Samenvatting van het boek De ontwikkeling van het kind van Frank Verhulst.
De hoofdstukken 1,2,5,7,8,9 worden besproken.
Tentamenstof voor de 1e tentamenweek van Sportkunde leerjaar 1.
De ontwikkeling van het kind
Hoofdstuk 1 Inleiding
3 basisprincipes van ontwikkeling:
1. Proces dat in een vaste volgorde verloopt en onomkeerbaar is. Bv.
Kinderen kruipen eerst voordat ze kunnen lopen.
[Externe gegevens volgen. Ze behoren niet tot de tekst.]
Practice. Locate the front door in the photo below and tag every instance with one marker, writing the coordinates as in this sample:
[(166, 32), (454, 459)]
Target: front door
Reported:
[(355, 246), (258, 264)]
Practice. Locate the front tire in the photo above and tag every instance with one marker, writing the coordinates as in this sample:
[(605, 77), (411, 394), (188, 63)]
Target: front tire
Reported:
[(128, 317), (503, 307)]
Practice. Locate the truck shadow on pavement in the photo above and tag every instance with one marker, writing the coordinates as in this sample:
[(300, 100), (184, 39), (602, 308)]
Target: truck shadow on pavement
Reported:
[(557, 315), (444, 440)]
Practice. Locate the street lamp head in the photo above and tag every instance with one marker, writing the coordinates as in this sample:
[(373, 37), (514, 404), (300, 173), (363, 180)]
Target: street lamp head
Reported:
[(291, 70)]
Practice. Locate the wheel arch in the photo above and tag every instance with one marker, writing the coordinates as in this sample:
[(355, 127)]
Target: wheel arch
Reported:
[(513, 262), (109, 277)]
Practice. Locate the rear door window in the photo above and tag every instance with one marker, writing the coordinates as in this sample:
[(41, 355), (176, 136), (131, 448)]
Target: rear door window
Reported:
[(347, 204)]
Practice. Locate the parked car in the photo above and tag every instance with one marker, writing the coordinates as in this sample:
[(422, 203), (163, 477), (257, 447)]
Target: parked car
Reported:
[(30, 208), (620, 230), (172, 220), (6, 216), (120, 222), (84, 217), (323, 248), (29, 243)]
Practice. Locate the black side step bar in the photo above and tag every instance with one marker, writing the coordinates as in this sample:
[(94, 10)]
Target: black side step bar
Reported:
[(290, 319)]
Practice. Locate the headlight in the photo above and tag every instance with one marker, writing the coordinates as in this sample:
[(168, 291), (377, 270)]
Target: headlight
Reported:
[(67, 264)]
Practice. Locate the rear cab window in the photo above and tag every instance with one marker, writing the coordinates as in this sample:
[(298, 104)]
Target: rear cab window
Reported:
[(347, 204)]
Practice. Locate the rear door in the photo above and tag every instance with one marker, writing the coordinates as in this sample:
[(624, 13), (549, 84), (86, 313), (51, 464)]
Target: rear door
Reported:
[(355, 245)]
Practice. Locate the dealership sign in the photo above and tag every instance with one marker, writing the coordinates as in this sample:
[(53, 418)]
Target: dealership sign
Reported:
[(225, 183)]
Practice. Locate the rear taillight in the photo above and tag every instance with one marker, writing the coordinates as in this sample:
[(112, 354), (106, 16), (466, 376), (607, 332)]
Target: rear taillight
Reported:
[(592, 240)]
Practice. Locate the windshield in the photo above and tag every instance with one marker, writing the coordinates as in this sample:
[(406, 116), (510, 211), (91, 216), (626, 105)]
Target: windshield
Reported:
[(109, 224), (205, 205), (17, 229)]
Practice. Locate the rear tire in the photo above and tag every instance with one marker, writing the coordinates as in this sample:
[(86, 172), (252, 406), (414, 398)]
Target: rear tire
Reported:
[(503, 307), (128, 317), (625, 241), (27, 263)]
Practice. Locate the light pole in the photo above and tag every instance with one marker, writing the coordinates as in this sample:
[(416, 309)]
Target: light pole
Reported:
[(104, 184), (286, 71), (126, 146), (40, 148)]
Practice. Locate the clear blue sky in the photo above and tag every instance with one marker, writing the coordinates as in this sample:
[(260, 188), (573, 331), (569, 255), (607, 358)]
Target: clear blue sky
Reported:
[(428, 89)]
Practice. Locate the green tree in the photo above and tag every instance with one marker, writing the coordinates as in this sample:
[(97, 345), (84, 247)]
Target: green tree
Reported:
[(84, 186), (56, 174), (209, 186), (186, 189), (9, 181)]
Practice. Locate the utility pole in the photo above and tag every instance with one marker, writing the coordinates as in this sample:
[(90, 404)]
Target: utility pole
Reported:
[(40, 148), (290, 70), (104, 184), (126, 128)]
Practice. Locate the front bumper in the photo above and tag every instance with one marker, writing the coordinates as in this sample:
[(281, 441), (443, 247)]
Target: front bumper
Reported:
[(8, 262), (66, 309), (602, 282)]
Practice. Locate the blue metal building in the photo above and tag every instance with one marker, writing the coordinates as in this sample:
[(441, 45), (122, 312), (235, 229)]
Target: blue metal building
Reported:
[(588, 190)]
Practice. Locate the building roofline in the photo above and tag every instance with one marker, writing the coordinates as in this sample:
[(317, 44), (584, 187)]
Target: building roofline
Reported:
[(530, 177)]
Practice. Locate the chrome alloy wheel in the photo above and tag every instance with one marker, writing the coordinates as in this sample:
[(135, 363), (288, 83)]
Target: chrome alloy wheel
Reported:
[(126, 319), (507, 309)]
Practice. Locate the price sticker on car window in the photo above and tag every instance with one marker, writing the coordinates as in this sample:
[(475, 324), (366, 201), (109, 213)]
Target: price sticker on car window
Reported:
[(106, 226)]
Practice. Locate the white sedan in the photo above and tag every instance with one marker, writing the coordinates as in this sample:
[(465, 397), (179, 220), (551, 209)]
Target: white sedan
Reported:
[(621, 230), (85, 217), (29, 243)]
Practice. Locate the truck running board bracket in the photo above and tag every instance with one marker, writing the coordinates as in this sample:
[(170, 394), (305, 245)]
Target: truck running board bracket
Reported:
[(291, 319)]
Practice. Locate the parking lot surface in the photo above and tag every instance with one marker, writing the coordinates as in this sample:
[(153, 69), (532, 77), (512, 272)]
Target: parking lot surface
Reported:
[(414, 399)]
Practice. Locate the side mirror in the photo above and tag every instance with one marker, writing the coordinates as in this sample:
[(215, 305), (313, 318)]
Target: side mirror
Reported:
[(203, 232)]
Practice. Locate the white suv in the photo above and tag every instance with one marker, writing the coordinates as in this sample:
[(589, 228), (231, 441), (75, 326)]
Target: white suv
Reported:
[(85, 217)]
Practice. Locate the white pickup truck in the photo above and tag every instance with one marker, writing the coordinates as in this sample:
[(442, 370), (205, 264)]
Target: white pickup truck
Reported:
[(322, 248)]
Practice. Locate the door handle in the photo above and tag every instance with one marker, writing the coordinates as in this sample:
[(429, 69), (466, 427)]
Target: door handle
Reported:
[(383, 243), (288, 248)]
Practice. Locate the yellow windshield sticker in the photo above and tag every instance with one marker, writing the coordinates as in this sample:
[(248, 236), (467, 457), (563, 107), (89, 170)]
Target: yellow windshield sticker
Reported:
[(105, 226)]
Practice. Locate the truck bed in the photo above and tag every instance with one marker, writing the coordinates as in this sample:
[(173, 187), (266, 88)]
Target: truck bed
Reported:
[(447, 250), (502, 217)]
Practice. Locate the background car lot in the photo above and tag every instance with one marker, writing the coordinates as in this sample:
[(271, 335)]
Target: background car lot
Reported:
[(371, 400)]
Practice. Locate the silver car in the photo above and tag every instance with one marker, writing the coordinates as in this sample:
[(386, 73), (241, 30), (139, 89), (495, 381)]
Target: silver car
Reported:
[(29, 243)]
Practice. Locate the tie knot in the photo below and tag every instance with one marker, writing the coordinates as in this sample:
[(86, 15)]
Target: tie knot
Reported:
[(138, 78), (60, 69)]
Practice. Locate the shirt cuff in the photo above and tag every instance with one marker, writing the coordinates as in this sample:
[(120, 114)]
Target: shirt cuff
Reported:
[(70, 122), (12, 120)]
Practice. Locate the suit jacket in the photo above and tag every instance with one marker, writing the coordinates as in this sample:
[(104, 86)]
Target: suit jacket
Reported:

2. Cumulatief: elke fase bevat al het voorgaande
3. Van eenvoudig naar complex
Definitie van ontwikkeling: Ontwikkeling bestaat uit onomkeerbare veranderingen
in de tijd die in een vaste volgorde, cumulatief en in de richting van grotere
complexiteit verlopen.
Ontwikkeling is een product van 3 factoren:
1. De erfelijke basis zit in de genen
2. Zowel genetische als omgevingsinvloeden
3. Actuele omgevingsinvloeden
Er zijn 6 vragen:
1. Hoe houden genetische en omgevingsinvloeden met elkaar verband en
beïnvloeden elkaar?
2. Zijn kinderen passieve of actieve ontvangers van omgevingsinvloeden?
3. Is de ontwikkeling gradueel of continu veranderingsproces of een
discontinu proces?
4. Wat is het verschil tussen eigenschappen die mensen gemeen hebben en
eigenschappen die mensen uniek maken?
5. Is er sprake van stabiliteit of verandering?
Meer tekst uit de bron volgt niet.